In January 2000, XHTML 1.0 became the recommended joint-standard with HTML 4.01. XHTML marked something of a departure and was an XML formulation of an HTML specification. There weren't many new or deprecated tags and attributes, but accessibility and functionality were increased. In May 2001 XHTML 1.1 was released, based on XHTML 1.0 strict but including minor changes. In August 2002 XHTML 2.0 became a working draft but will never become a standard and support will end for this in December 2009. This was inevitable because XHTML 2.0 was not backward compatible and failed to offer any compelling new features, relying on semantic precision rather than the realities of web design. Rather than an update on 1.1, it was really a new XHTML-inspired language, one that browsers did not feel the need to implement. XHTML 5, which is an update to XHTML 1.1, is being defined alongside HTML 5 in the HTML 5 draft and will no doubt be the future of html (although won't be fully supported for years).

What Spec to use?

HTML 5 will be the obvious choice in the future, but until it is distributed amongst all browsers, HTML 4.01 and XHTML 1.1 are both fine. XHTML is not that different from HTML 4.01 but is stricter, meaning that validation is easier. The most important differences are that elements must be properly nested, they must always be closed and in lowercase, and XHTML documents must have one root element. HTML 5 allows you to use either the stricter syntax of XHTML 1.1 or the open syntax of HTML 4.01, meaning that your written XHTML 1.1 can be converted to HTML 5 by simply changing the doctype. And unlike XHTML 2.0, HTML 5 has many new features, such as audio and video embeds, multi-column layout tools, offline data storage, native vector graphics.
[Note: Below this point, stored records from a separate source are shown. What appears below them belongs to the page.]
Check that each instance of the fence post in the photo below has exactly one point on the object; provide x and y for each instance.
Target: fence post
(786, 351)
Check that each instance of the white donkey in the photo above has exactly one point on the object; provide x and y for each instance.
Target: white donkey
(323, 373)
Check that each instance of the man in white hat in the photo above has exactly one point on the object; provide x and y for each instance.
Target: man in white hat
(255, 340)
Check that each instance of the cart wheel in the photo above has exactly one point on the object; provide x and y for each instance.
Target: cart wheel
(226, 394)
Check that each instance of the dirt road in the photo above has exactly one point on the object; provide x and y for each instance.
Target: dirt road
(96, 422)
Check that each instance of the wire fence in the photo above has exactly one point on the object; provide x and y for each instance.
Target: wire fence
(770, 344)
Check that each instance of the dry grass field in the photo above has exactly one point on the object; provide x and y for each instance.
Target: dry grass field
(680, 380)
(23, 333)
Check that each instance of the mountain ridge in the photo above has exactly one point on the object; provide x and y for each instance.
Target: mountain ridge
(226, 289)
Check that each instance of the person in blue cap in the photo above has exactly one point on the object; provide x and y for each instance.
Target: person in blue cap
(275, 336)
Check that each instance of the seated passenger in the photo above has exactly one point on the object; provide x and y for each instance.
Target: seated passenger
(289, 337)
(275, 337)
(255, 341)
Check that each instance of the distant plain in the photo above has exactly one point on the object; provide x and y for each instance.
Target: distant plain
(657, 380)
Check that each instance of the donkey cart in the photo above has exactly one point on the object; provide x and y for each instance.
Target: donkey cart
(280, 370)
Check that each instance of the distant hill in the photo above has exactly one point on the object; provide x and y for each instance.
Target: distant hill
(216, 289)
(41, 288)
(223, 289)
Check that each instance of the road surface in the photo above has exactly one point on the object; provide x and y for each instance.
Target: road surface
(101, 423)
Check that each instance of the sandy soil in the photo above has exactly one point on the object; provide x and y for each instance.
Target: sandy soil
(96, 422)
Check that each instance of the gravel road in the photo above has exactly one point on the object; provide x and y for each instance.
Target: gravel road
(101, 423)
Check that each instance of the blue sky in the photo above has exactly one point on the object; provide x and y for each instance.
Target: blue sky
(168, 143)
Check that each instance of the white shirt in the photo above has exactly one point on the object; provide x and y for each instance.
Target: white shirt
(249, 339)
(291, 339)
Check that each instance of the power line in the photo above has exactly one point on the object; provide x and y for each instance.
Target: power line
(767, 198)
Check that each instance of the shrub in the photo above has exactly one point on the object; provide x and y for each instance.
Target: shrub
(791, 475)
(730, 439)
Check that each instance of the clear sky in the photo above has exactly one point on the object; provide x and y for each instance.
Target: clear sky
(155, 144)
A note on DHTML (Dynamic HTML)

DHTML (Dynamic HTML) isn't actually a language (or a web standard) but rather a marketing term originally coined by Microsoft to describe IE4's implementation of the combination of HTML, JavaScript, DOM and CSS. DHTML allows documents to be animated (react to user events). The DOM (Document Object Model) is a W3C standard for the specification of how objects in Web pages are represented, such as text, images, links, etc. It defines what attributes are associated with each object and how the objects and attributes can be manipulated. DHTML relies on the DOM to dynamically change the appearance of Web pages after they have been downloaded to a browser. The term DHTML will no doubt be replaced with newer buzzwords, such as DOM Scripting or AJAX (Asynchronous JavaScript and XML).